Serial Relay Board

I'm building a circuit and i don't have enough pins for the amount of relays I need to use. Right now, i really only need 4 relays but it may expand to many many more (prob no more than 8 or 16).

I can spare 2 pins for serial. I know exactly how I could design another arduino to do this job but i was wondering if there was already a pre-made circuit to do this.

bwahh, this may be too far confusing for a pre-made chip to do this. Maybe I'll just make it myself, but just wondering if anything exists.

Thanks again.

You could just use a shift register or 2, to add more digital outs and then put a suitable transistor on each pin to drive the realys.

With a few of Arduinos digital pins you could easily have 16 or more relays.

Can you write directly to a shift register?

Such as

0100

and

1110

instead of just shifting?

This is my first post- the forum won't allow a link within the first post. Look to my next one, I've seen something that may help.

Here it is, have a look at this board:

http://www.efx-tek.com/php/store/index.php?main_page=product_info&cPath=2&products_id=6

Pretty sure it's serial controlled. Hope it helps.

No you can not write directly to the register, they are serial in parallel out. So you would have to shift the date outone bit at a time.

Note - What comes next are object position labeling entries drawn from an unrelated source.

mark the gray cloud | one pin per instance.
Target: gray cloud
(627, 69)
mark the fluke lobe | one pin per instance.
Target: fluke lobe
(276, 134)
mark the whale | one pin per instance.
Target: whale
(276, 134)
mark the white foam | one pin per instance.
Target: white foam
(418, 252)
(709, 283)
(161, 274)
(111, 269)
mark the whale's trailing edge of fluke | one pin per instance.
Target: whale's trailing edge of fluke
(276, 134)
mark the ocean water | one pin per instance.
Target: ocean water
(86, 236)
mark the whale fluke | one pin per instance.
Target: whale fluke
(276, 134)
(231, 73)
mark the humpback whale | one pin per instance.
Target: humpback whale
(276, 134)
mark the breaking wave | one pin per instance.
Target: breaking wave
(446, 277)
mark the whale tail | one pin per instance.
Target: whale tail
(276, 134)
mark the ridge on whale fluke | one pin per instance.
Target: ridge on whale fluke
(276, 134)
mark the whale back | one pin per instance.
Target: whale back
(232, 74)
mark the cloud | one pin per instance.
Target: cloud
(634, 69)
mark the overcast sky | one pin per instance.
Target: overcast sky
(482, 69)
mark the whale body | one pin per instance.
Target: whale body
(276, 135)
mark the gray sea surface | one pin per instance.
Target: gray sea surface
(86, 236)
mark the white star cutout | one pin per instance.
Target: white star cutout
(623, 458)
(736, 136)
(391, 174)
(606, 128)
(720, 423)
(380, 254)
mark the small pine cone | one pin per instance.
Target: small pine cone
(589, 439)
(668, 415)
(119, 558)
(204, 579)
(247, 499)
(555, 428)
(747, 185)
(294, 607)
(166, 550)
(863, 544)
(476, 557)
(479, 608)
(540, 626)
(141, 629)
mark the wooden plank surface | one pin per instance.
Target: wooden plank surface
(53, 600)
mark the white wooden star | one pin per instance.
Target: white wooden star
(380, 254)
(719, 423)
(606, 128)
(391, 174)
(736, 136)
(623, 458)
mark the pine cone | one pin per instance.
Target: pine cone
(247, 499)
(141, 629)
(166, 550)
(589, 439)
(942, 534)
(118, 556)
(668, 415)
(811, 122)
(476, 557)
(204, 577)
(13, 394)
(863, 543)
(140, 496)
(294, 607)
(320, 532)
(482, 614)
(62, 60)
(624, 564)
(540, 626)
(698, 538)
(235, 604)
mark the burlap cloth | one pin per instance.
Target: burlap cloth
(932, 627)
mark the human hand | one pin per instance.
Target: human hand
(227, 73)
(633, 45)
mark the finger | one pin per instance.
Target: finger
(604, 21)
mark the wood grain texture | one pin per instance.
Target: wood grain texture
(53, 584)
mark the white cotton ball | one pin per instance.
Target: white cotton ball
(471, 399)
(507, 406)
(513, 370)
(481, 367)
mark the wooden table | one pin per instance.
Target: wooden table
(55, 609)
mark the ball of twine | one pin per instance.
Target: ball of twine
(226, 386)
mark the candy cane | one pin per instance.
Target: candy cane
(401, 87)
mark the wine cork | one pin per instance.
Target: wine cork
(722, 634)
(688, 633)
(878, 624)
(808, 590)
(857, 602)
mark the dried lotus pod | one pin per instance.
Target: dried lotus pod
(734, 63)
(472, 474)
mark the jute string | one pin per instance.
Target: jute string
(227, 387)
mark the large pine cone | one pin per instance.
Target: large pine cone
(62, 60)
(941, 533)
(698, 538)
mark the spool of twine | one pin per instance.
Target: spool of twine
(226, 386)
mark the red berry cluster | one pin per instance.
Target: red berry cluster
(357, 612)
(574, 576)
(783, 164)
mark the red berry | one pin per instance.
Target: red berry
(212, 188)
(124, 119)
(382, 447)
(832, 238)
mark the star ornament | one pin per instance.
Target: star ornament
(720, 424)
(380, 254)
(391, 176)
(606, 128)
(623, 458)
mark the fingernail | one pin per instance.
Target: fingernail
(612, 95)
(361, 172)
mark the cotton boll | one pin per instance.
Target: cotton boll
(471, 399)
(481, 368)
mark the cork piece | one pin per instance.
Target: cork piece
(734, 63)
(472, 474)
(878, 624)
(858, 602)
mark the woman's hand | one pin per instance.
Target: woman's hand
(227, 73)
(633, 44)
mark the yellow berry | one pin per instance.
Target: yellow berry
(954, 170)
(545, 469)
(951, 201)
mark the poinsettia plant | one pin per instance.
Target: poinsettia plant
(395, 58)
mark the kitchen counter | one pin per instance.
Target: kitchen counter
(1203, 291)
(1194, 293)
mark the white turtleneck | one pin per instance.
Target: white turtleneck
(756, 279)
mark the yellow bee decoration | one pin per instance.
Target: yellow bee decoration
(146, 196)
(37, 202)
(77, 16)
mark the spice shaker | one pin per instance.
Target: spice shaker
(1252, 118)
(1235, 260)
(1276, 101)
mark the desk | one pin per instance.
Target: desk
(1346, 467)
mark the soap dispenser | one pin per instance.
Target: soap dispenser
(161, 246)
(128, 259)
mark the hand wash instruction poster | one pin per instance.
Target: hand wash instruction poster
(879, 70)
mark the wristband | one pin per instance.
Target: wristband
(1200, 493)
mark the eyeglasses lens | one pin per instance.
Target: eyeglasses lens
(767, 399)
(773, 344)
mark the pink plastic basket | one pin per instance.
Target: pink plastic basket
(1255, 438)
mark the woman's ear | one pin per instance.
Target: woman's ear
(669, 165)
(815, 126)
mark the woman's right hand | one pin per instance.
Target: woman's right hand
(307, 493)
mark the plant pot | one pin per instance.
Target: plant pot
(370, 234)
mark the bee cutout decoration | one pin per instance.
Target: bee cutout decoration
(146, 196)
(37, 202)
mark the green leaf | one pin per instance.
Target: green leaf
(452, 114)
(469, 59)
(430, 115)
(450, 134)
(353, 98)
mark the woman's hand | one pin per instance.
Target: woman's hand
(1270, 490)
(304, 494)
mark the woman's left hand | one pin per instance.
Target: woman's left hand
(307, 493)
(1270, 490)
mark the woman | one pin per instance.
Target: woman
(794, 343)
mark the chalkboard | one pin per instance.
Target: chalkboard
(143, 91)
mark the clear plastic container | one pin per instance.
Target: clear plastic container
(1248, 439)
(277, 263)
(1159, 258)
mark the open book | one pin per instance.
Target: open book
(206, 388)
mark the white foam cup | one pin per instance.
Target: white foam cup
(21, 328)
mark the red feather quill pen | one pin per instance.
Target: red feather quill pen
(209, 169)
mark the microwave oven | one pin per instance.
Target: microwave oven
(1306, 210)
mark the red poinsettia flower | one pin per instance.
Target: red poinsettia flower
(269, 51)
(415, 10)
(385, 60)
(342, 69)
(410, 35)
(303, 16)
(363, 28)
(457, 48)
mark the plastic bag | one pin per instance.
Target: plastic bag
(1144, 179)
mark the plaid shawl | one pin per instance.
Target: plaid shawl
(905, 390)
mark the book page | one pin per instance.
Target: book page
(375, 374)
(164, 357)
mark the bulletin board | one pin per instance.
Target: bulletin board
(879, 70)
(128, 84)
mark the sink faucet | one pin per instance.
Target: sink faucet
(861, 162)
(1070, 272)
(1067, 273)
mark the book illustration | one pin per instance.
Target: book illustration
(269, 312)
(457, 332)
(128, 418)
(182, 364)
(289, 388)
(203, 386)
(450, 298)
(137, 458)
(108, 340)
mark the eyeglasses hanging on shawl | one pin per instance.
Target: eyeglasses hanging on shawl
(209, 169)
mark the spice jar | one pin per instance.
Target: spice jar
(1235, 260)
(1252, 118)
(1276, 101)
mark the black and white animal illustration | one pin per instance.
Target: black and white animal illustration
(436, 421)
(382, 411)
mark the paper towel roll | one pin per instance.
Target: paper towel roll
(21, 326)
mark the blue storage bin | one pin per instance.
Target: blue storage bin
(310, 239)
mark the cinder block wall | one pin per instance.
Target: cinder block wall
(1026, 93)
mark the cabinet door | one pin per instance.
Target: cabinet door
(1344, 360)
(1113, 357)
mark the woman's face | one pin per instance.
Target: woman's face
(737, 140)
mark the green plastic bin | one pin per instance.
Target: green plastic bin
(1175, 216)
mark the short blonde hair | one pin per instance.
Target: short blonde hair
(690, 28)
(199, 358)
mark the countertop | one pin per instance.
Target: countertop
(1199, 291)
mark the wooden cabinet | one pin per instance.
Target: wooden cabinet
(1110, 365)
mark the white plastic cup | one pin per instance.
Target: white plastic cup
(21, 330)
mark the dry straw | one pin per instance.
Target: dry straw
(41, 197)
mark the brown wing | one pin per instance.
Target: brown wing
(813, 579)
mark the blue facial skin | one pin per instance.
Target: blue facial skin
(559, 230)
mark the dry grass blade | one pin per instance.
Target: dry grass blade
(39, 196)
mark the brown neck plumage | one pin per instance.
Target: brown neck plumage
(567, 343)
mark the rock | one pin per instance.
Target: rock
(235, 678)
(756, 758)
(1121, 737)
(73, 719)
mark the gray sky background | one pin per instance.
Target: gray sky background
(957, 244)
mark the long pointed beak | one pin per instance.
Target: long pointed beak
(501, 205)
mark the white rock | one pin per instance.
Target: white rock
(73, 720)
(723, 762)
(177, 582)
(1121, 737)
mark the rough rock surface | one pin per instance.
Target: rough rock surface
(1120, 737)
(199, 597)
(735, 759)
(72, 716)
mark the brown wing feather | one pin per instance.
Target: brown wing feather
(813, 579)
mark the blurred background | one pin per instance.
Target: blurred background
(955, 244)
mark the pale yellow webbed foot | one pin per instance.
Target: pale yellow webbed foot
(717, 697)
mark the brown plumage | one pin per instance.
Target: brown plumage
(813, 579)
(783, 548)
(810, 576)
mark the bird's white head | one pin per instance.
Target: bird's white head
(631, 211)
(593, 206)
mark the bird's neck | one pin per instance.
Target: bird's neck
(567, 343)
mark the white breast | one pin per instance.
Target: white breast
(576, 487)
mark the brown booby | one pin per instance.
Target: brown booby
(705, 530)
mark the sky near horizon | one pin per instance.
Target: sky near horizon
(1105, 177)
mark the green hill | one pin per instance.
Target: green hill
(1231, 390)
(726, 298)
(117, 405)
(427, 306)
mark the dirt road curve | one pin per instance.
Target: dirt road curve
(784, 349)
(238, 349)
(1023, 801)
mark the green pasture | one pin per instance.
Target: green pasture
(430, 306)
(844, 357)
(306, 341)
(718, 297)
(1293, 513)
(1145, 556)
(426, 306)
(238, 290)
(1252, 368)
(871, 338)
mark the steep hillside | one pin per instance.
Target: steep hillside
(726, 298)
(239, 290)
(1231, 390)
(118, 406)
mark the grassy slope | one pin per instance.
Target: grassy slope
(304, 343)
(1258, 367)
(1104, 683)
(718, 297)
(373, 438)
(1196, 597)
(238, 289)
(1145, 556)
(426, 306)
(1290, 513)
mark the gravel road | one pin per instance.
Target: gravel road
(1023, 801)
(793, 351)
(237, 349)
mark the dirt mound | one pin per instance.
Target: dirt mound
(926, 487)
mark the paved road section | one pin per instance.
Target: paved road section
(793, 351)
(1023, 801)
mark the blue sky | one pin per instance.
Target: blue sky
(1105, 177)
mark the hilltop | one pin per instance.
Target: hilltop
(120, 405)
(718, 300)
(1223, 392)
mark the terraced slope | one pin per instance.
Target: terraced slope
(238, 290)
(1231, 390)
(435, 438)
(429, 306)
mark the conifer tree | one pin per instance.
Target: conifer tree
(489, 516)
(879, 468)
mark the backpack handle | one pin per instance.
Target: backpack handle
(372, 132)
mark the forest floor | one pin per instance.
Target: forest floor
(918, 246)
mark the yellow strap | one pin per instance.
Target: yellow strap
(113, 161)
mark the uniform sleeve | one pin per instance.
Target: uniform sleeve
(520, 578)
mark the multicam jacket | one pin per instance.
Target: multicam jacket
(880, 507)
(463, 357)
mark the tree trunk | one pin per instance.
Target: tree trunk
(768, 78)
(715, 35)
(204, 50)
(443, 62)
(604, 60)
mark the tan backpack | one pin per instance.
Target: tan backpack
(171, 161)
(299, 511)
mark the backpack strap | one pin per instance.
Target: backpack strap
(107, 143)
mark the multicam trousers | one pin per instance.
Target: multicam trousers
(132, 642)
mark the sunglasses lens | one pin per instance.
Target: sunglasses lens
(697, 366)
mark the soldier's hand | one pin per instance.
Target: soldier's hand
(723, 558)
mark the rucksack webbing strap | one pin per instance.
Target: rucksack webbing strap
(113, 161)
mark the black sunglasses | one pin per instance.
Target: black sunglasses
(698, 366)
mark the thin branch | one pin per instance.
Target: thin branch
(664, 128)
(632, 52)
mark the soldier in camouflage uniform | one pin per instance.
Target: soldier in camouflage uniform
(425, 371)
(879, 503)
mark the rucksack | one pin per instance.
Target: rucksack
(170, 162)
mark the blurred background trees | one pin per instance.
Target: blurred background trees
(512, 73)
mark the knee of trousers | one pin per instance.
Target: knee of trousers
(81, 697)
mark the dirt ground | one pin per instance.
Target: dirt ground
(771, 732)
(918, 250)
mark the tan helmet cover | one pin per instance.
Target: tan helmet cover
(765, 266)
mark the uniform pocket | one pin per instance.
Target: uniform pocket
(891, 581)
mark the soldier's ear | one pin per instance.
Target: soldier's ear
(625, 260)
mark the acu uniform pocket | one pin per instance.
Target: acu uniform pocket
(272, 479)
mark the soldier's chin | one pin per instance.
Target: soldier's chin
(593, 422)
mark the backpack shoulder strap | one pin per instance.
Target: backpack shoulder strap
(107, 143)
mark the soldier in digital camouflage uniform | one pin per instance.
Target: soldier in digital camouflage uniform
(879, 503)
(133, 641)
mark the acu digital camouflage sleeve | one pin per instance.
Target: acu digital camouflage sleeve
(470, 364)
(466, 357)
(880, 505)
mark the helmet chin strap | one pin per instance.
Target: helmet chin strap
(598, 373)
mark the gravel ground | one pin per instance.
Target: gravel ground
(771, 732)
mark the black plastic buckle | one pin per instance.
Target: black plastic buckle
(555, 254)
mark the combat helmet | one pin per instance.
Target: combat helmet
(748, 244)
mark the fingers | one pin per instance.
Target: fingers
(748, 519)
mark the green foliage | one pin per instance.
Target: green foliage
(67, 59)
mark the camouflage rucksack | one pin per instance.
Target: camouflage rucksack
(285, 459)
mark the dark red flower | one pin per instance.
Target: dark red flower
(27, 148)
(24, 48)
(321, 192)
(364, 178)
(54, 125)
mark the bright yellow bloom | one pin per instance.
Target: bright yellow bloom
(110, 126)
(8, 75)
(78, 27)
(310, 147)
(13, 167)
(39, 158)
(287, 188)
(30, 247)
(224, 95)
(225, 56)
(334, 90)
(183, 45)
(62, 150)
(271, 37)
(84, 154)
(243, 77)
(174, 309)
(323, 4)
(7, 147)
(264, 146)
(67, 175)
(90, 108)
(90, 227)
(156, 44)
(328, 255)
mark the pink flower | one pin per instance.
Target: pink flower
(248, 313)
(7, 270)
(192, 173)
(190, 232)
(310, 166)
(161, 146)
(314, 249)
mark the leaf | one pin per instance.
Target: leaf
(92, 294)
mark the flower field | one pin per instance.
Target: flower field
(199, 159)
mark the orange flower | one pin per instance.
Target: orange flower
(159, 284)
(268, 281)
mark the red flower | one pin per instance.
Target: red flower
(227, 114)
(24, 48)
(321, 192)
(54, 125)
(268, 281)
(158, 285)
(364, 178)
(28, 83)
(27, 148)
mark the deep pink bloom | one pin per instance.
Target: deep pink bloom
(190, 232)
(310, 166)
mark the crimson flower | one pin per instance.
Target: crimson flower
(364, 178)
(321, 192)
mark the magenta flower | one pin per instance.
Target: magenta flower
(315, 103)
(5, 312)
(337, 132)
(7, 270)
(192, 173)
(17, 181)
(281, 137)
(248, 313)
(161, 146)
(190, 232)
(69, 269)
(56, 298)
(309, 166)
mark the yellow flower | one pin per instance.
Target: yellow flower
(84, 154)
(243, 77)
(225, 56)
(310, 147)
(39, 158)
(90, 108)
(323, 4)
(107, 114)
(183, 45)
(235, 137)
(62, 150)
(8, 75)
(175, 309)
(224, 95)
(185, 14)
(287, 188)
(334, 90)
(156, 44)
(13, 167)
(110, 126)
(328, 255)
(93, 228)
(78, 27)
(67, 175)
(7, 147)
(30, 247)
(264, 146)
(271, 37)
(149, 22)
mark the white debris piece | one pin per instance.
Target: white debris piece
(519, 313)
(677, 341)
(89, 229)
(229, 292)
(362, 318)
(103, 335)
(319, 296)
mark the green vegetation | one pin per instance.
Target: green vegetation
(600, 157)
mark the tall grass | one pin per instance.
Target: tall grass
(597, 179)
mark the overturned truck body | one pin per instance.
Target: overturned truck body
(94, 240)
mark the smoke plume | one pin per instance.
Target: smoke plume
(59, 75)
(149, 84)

Is that a problem for your application?

EDIT: the board linked in the previous post is serial, but its almost 30$ without the relays, rather expensive IMHO.

You can shift in from 1 to 8 bits at a time.

To control 8 relays you just need to keep a byte in memory containing the current state of each of the 8 relays. To turn one of the relays on or off just change that one bit and shift out the whole byte. You use the latch line on the shift register to allow you to shift in all 8 bits before applying the change to the output pins.

There are really good examples in the playground. This seems like a perfect project to control with a shift register.

The only issue I see is that you probably need to use the shift register to drive transistors which, in turn, drive the relays to supply enough current to close the relays.

The only issue I see is that you probably need to use the shift register to drive transistors which, in turn, drive the relays to supply enough current to close the relays.

This is true, but it would be an issue under all circumstances because the Arduino pins can not source enough current anyway.

I guess my project would be similar to home automation, but that's not what it's for. The Arduino gets user input on what devices to turn on and these devices are turn on by their respective relays. I don't want devices switching on when they're not supposed to be on. So I don't know if a shift register would work properly.

I know i'll need to use transistors, the relays are going to be 5v coils and they'll be switching 12v lines.

The RC-4 is exactly what i'm looking for but I can make my own with an extra Arduino chip for less than that.

I think i'll poke around some home automation projects and see how they did it.

Sorry, I guess I didn't make it clear. The shift register will not turn things on inadvertently.

If you have 8 relays attached to a shift register and want to turn them all off send value B00000000 to the shift register. Now to enable the first relay send B10000000. The output pins on the shift register do not change until after the last bit is shifted in (the shift register library takes care of the details) so only one relay is powered on. If you now send B10100000 the first relay remains on and the third relay is powered on.

As I said as long as you keep track of which relays are on and off you can turn the relays on and off individually by setting or resetting individual bits in this byte and shifting the result out.

Shift registers are dirt cheap. If you have a local source pick one up and use some LED's to play with it. You'll see how easy it would make your project.

The INTERNAL shift register status does not change the state of the output latches until the latch pin is set.

    digitalWrite(latchPin, 0);
    shiftOut(dataPin, clockPin, B00100000);
   ...
    digitalWrite(latchPin, 1);

While LATCH pin is 0, your relays won't change state.

So... you SHIFT seriall... stop shifting... enable the latches... and POOF> 1 external state change happens all at once across all thr outputs.

Wow, thanks. I guess shift registers are the way to do it.

EDIT

Removed messsage. I accidently answered to anoher message here.

Due to the nature of encoders... you might even consider using Interrupt versus polling code. That way you can "catch" a state change on the encoder input pins since if you miss one or two due to polling you would have sluggish or sloppy encoder input.